Es entonces cuando se ponen en alerta todas las estaciones policiacas y se cierra el acceso Gómez Palacios-Torreón. Cuatro veces la maestra Rosario Varela, de la Universidad Autónoma de Coahuila, ha dejado salir a sus alumnos porque se activa ese “código rojo”.
“Aunque uno quiera guardar la calma, cuando están en clases les llueven mensajes de sus casas, de sus amigos, que les dicen que hay balacera, los presionan a regresar a casa y ellos empiezan a pedir salir porque viven lejos. Y a veces te dicen: ‘si algo nos pasa usted va a ser la responsable’, y sí te pesa”, dice ella.
La socióloga detecta cambios de comportamiento: las familias establecieron horas de entrada y salida, las salidas de los jóvenes son restringidas, se mantienen comunicados por celular, los niños no juegan en la calle, las mujeres no salen solas o se guardan antes de que oscurezca. En las balaceras, infantes y adolescentes se intercambian rumores por internet o por celular.
En lo que el gobierno reacciona, los ciudadanos se impusieron un toque de queda: los comerciantes cierran sus negocios más temprano y las escuelas vespertinas acaban clases más pronto. En la sicosis circulan correos que aconsejan no salir el fin de semana porque será el día “del gran enfrentamiento”, “se va a definir quién se queda con la plaza” o “llegaron los refuerzos del Chapo”.
Como hay desconfianza en los gobernantes y en los medios de comunicación, se da por cierto que en el poniente tiraron un helicóptero a bazucazos. Y aunque cotidianamente se ven por aquí caravanas de la fuerza pública, María Isabel López, del Centro de Derechos Humanos Juan Gerardo, señala: “Estamos viviendo en total indefensión, nada ganamos con que ande el Ejército o la patrulla federal o la policía en las calles porque la inseguridad está creciendo”.
Por toda la región, en las oficinas de la policía, en las de derechos humanos, en la procu y en postes es frecuente ver letreros con fotos de personas desaparecidas.
Una mujer de Lerdo busca desde el 9 de julio de 2008 a su esposo: él iba en moto con un primo a vender quesos, en el camino los atrapó el fuego cruzado entre bandas rivales, los hirieron y aunque no pertenecían a ningún bando, uno grupo se los llevó.
“Pensamos que si él, quiera Dios que está vivo, quizás lo traigan trabajando obligado en un lugar, quizás lo tienen elaborando droga, y no marca por seguridad de nosotros”, dice llorosa.
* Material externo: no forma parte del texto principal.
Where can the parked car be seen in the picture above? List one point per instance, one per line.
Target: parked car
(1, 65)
Su denuncia por la desaparición no prosperó y en la televisión local le dijeron que no iban a mencionar detalles del caso.
La prensa misma quedó atrapada entre bandas. La que se resistía a la autocensura aceptó aplicarla desde que un comando armado sacó al reportero Eliseo Barrón de su casa, lo torturó y lo asesinó. Las últimas narcomantas se dirigen a los comunicadores.
En la reja de la secundaria Lázaro Cárdenas, de Torreón, la subdirectora acaba de mandar a tres niñas a sus casas antes de que se reanude la balacera que se desata por capítulos en sus colonias.
Como vive en el oriente, la profesora pensaba que eran excusas para irse temprano. “Me contaban: ‘nos la pasamos tirados debajo de la cama, no nos movemos, y así pasan dos horas. Pensaba que me estaban cuenteando, pero hasta que lo ves en el periódico ves que sí era cierto”, admite.
No muy lejos, en un centro que imparte actividades recreativas a adolescentes, una terapeuta pidió que los asistentes comentaran la violencia. Recibió comentarios que se transcriben textualmente.
–En el barrio en el que vivo se agarran a balasos los del 5 con los de la 27 nomas que en mi barrio trabajan para el cartel del Golfo a todos les pagan 3000 cada quincena.
–Por mi casa hay narcos, puchadores, cuando se portan mal los tablean, los agarran a tablazos frente a toda la gente si no dan todo el dinero.
–Cuando todavía calderon no era todavía Precidente no avia esto que esta Pasando ahora sea empeorado esto llamo hay seguridad con esto que esta covatiendo a los narcos pues estan las consecuencias.